After enabling "Auto-configure Inference Options", the system will automatically optimize parameters based on your hardware configuration:

### GPU Memory Rules
- **80GB+**: Default configuration, no optimization needed
- **48GB**: Enable CPU offloading, offload ratio 50%
- **40GB**: Enable CPU offloading, offload ratio 80%
- **32GB**: Enable CPU offloading, offload ratio 100%
- **24GB**: Enable BF16 precision, VAE tiling
- **16GB**: Enable chunked offloading, rotary embedding chunking
- **12GB**: Enable cache cleaning, lightweight VAE
- **8GB**: Enable quantization, lazy loading

### CPU Memory Rules
- **128GB+**: Default configuration
- **64GB**: Enable DIT quantization
- **32GB**: Enable lazy loading
- **16GB**: Enable full model quantization

## ⚠️ Important Notes

### 🚀 Low-Resource Device Optimization Recommendations

**💡 For devices with insufficient VRAM or performance constraints**:

- **🎯 Model Selection**: Prioritize using distilled version models (StepDistill-CfgDistill)
- **⚡ Inference Steps**: Recommend setting to 4 steps
- **🔧 CFG Settings**: Recommend disabling CFG option to improve generation speed
- **🔄 Auto-Configuration**: Enable "Auto-configure Inference Options"

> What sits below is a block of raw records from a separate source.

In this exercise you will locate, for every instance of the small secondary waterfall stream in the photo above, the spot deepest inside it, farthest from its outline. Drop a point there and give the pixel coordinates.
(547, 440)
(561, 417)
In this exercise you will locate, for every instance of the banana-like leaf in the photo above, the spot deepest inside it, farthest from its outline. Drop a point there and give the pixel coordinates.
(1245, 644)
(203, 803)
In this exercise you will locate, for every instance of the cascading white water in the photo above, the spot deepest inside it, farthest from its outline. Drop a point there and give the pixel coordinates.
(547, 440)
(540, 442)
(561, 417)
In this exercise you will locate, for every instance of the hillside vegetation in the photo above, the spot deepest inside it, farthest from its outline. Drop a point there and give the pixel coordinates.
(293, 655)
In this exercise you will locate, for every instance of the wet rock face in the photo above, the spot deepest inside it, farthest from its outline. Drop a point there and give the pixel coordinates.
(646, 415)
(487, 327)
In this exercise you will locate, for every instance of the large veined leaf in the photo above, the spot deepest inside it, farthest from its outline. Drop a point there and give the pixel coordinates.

### 🔧 Quick Optimization Configuration Examples

```bash
# Start with distilled model
bash run_gradio.sh --task i2v

# Interface setting recommendations
- Inference Steps: 25
- CFG Scale Factor: 4
- Resolution: 832x480
- Auto-Configuration: Enabled
- Quantization Scheme: int8
- Tea Cache: Enabled
```

## 📁 File Structure

```
lightx2v/app/
├── gradio_demo.py          # English interface demo
├── gradio_demo_zh.py       # Chinese interface demo
├── run_gradio.sh          # Startup script
├── README.md              # Documentation
├── saved_videos/          # Generated video save directory
└── inference_logs.log     # Inference logs
```

## 🎨 Interface Description

### Basic Settings Tab
- **Input Parameters**: Model type, prompts, resolution, and other basic settings
- **Video Parameters**: FPS, frame count, CFG, and other video generation parameters
- **Output Settings**: Video save path configuration

### Advanced Options Tab
- **GPU Memory Optimization**: Memory management related options
- **Asynchronous Offloading**: CPU offloading and lazy loading
- **Low-Precision Quantization**: Various quantization optimization options
- **VAE Optimization**: Variational Autoencoder optimization
- **Feature Caching**: Cache strategy configuration

## 🔍 Troubleshooting

### Common Issues

**💡 Tip**: Generally, after enabling "Auto-configure Inference Options", the system will automatically optimize parameter settings based on your hardware configuration, and performance issues usually won't occur. If you encounter problems, please refer to the following solutions:

1. **CUDA Memory Insufficient**
   - Enable CPU offloading
   - Reduce resolution
   - Enable quantization options

2. **System Memory Insufficient**
   - Enable CPU offloading
   - Enable lazy loading option
   - Enable quantization options

3. **Slow Generation Speed**
   - Reduce inference steps
   - Enable auto-configuration
   - Use lightweight models
   - Enable Tea Cache
   - Use quantization operators
   - 💾 **Check if models are stored on SSD**

4. **Slow Model Loading**
   - 💾 **Migrate models to SSD storage**
   - Enable lazy loading option
   - Check disk I/O performance
   - Consider using NVMe SSD

5. **Poor Video Quality**
   - Increase inference steps
   - Increase CFG scale factor
   - Use 14B models
   - Optimize prompts

### Log Viewing

```bash
# View inference logs
tail -f inference_logs.log

# View GPU usage
nvidia-smi

# View system resources
htop
```


**Note**: Please comply with relevant laws and regulations when using videos generated by this tool, and do not use them for illegal purposes.